An hour later, in the back of a Red Cross van with a blanket over his shoulders, he was alone, drinking coffee, Gunther already off to the hospital for observation. From all the equipment inside the warehouse, including a massive chemical-distillation apparatus, it had grown clear that they’d uncovered one of the largest illegal narcotics-manufacturing operations in Europe. Nothing to do with the
Kinderfresser
case, though. Wherever those two boys were, it hadn’t been here.

“Inspektor.” It was Ruta, sticking her head in the truck, panting, she was so out of breath. “I hurried as fast as I could. The queerest boy came up to the office, wearing lipstick and mascara! He insisted he had to see you. Said I should get you to meet him on the double at the foot of Berolina.

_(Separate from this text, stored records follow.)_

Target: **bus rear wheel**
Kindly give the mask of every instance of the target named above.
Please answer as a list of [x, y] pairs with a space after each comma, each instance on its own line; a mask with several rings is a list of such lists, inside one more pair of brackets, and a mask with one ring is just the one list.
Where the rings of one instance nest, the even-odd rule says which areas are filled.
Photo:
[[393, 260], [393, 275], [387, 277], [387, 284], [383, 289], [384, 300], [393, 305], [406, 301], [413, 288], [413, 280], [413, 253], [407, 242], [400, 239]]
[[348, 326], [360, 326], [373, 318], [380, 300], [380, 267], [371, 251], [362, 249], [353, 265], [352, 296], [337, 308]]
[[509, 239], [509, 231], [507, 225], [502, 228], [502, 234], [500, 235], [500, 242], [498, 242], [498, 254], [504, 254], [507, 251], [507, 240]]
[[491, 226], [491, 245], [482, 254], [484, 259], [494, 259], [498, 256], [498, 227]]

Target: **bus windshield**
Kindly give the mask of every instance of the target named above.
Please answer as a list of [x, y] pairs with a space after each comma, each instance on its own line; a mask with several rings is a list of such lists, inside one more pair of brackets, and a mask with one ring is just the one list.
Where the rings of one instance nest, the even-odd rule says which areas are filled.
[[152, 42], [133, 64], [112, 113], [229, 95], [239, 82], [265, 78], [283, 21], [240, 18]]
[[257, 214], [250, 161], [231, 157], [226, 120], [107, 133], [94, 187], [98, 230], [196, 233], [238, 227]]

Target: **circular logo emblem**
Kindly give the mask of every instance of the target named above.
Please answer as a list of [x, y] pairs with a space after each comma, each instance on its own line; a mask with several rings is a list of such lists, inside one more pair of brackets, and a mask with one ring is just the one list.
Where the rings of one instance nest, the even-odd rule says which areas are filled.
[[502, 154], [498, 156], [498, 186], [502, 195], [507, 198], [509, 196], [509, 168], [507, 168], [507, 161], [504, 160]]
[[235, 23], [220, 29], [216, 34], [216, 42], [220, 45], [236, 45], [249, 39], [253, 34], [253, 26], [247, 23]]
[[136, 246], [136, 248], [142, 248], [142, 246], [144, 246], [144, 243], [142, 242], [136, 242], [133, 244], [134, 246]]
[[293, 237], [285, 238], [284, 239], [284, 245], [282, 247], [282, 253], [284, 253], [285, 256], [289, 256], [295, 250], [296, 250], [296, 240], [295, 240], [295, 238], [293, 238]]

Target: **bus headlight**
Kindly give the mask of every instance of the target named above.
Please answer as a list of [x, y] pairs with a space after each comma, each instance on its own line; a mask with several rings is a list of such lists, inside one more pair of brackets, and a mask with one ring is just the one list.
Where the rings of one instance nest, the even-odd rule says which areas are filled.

To tell you that they’d seen her again—the Shepherdess.”

 

Thirty-one

Willi’s clothes were barely dry as he leaped between streetcars and in front of trucks, practically over a baby carriage, face unshaven, hair uncombed. Not that he gave a damn what he looked like. Only one thought pounded in his brain, raged in his bloodstream. Impelling his legs. Those boys. Needing him.

Far to the right, the clock on the Police Presidium sounded eleven fifteen, each chime, fingers on his throat. Straight ahead, towering over the rubble of the old Grand Hotel, big copper Berolina thrust her sword, readying for protective custody now in a halo of scaffolding. Since her arrival on the Alexanderplatz, she’d witnessed years of peace and war. Defeat. Revolution. Prosperity and depression. What pages of history might turn while she sat in a warehouse awaiting the New Alex? Willi could scarcely care.